The Central Laboratory at the University Hospital of Halle (Saale) undertook the determination of sTNF-R1 levels. The analyzed specimen were serum samples, stored at -80°C before measurement. Measurement of sTNF-R1 concentrations was carried out using the Human sTNF-R1/TNFSF1A Immunoassay Quantikine® ELISA (R&D Systems) on an Epoch 2 Microplate Spectrophotometer (BioTek, Bad Friedrichshall, Germany). sTNF-R1 concentrations were measured in double with standard quality controls (Quantikine Immunoassay Control Group; R&D Systems) and calibrations for each used microplate in accordance with the recommendations of the manufacturer. Interleukin-6 (IL-6) measurements were carried out on a Roche cobas e602 modular analyzer (Roche Diagnostics, Mannheim, Germany) using the IL-6 electrochemiluminescence immunoassay (ECLIA) kit from Roche (Elecsys IL-6, Roche, Mannheim, Germany). The cobas e602 analyzer and the used reagents were operated and calibrated according to the manufacturer’s instructions and manuals, with routine maintenance and quality control procedures. The determination of CRP was undertaken by the Institute of Laboratory Medicine, Clinical Chemistry and Molecular Diagnostics at the Leipzig University Clinics. The laboratory has been accredited according to the accreditation norms ISO 15180 and ISO 17025. Serum levels of high-sensitivity CRP (hsCRP) were measured using a high-sensitivity immunoturbidimetric method (CRP [Latex] HS, Roche, Mannheim, Germany) on a Hitachi autoanalyzer (Roche Diagnostics, Mannheim, Germany). Laboratory analyses of non-fasting venous blood samples included serum total, high-density (HDL) and low-density (LDL) lipoprotein cholesterol, triglycerides from EDTA-blood.

Statistical analysis

General descriptive statistics were calculated for the baseline characteristics of the population. Continuous variables were displayed as calculated means with their standard deviation or as medians with interquartile range (IQR) in the case of skewed distributions. Categorical variables were displayed as numbers and percentages.
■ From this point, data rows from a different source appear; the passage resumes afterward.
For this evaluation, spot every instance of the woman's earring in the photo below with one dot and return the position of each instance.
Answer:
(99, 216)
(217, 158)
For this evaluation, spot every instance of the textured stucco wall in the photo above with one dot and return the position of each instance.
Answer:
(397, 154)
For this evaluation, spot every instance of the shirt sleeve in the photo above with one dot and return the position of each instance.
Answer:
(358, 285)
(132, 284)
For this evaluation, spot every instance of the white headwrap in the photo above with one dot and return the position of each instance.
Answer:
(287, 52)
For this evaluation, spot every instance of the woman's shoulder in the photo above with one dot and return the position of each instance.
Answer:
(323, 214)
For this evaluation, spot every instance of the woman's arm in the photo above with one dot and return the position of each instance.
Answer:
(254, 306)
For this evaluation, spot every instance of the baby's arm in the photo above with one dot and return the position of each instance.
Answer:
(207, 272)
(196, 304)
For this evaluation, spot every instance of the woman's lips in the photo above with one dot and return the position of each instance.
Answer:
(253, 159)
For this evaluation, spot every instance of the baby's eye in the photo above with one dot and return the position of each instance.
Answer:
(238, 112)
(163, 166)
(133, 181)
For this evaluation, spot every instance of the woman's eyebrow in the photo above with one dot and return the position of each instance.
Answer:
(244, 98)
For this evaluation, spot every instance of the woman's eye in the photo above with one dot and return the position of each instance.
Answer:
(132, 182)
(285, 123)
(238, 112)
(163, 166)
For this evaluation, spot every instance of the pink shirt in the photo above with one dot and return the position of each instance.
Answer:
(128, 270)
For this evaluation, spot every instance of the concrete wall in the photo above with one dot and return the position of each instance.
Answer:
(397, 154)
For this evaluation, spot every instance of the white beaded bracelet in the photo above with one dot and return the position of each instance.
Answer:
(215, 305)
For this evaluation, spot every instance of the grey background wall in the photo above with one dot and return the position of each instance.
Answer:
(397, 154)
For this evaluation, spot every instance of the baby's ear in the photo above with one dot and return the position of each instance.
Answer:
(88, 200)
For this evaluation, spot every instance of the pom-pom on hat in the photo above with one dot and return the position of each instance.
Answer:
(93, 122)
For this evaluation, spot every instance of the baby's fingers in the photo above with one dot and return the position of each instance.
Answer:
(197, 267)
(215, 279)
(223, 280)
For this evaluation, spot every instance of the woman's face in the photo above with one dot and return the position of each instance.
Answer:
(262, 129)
To accommodate skewness of the baseline and follow-up measurements of sTNF-R1, both were modeled as continuous variables using a log (base 2) transformation, which corresponds to one unit expressing the doubling of sTNF-R1 value.

Cox proportional hazard regression was used to estimate the hazard ratios (HR) and 95% confidence intervals (CI) of all-cause and cardiovascular mortality resulting from inflammaging. The assumption of proportionality of hazards was confirmed by assessing the Schoenfeld residuals, which showed no non-zero slopes (S1 Fig). We also tested the form of the association between both sTNF-R1 values and the hazard of mortality using generalized additive model (GAM) (S2 and S3 Figs).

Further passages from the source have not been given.